Fifty percent of those questioned in a 2002 Gallup poll said religious expression should be tolerated in the work place while another 28 percent thought it should be encouraged. That’s compared to 21percent who didn’t see a place for religious expression on the job.

I might be in the minority here, but I am as well as far as being part of a minority religion too (Jewish). Perhaps, I see compulsion where others don’t, but I think employers should be very circumspect in encouraging religious observance in the workplace and potentially alienating many workers.

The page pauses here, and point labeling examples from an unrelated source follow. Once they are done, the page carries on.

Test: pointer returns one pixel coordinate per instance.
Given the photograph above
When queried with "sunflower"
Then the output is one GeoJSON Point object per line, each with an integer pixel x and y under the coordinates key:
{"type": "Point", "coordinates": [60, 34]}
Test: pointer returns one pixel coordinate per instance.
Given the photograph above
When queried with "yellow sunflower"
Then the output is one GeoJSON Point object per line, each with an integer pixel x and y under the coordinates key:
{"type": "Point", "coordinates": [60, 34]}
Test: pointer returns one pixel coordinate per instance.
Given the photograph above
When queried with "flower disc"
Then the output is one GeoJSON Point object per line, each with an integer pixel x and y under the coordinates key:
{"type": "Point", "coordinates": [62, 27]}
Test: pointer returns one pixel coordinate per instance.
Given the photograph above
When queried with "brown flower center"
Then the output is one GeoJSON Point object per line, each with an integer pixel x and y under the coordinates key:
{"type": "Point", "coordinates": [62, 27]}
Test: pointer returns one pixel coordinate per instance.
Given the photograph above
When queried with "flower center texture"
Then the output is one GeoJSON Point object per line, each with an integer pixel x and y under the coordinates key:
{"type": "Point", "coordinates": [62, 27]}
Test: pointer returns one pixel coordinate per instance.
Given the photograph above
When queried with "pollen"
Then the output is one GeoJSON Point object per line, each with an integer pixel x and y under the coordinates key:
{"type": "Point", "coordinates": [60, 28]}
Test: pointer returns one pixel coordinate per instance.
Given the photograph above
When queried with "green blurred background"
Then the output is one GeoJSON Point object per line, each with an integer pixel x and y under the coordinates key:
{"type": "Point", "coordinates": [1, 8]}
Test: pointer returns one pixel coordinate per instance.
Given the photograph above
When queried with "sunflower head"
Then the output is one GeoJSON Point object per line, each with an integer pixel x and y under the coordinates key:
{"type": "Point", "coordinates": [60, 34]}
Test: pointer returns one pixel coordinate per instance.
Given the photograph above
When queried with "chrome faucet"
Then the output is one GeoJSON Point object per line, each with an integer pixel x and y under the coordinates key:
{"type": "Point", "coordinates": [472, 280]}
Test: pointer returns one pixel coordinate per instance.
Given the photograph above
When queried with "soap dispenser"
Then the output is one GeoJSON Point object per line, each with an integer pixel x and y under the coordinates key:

 March 12, 2008 at 1:02 pm   Posted in: Employment Law   Print This Post Print This Post

Responses (3)

  1. Jonathan - March 12, 2008 at 1:54 pm

    In your paper, do you make distinctions between public and private corporations, family-owned versus non, etc.?

    –Jonathan

  2. Paul - March 12, 2008 at 3:05 pm

    Jonathan, my paper deals with National Labor Relations Act (NLRA)-eligible workplaces, so only private workplaces. Clearly, there would be different issues for public workplaces given the application of the Religion Clauses of the Constitution. I talk about some of those here in this other paper: http://papers.ssrn.com/sol3/papers.cfm?abstract_id=946801.

    As far as family-owned vs. non-family-owned, the NLRA is generally not applied to mom and pop shops (if that is what you mean). On the other hand, if you mean a large, religiously-oriented family-owned companies, like Chick-Fil-A, I suppose an argument could be made that employees should know that religion infuses a company like that and should not be surprised by religious observance.

    But just because a Chick-Fil-A is religiously-oriented does not mean it would not be subject to a Title VII claim for religious harassment if its supervisors proselytized unwilling workers.

    For a view that there should be an exception for religiously-oriented, private employers under Title VII using an expressive association analysis, see Julie Manning Magid & Jamie Darin Prenkert, The Religious and Associational Freedoms of Business Owners, 7 U. PA. J. LAB. & EMP. L. 191, 218 (2005)(arguing recent free exercise, hybrid rights, and associational cases decided by Supreme Court, support religiously-devoted employers’ rights to promote religion and disassociate from individuals who do not share their beliefs without violating antidiscrimination laws).

  3. Rick Johnson - January 30, 2009 at 3:47 pm

    Wow, it’s really disgusting how the filthy, insidious disease of religion keeps trying to worm its way into every nook and cranny of modern life. Where is the outrage? Doesn’t this make anyone angry? Aren’t you afraid?!! Or are you all brain-dead zombies in the giant cult called religion?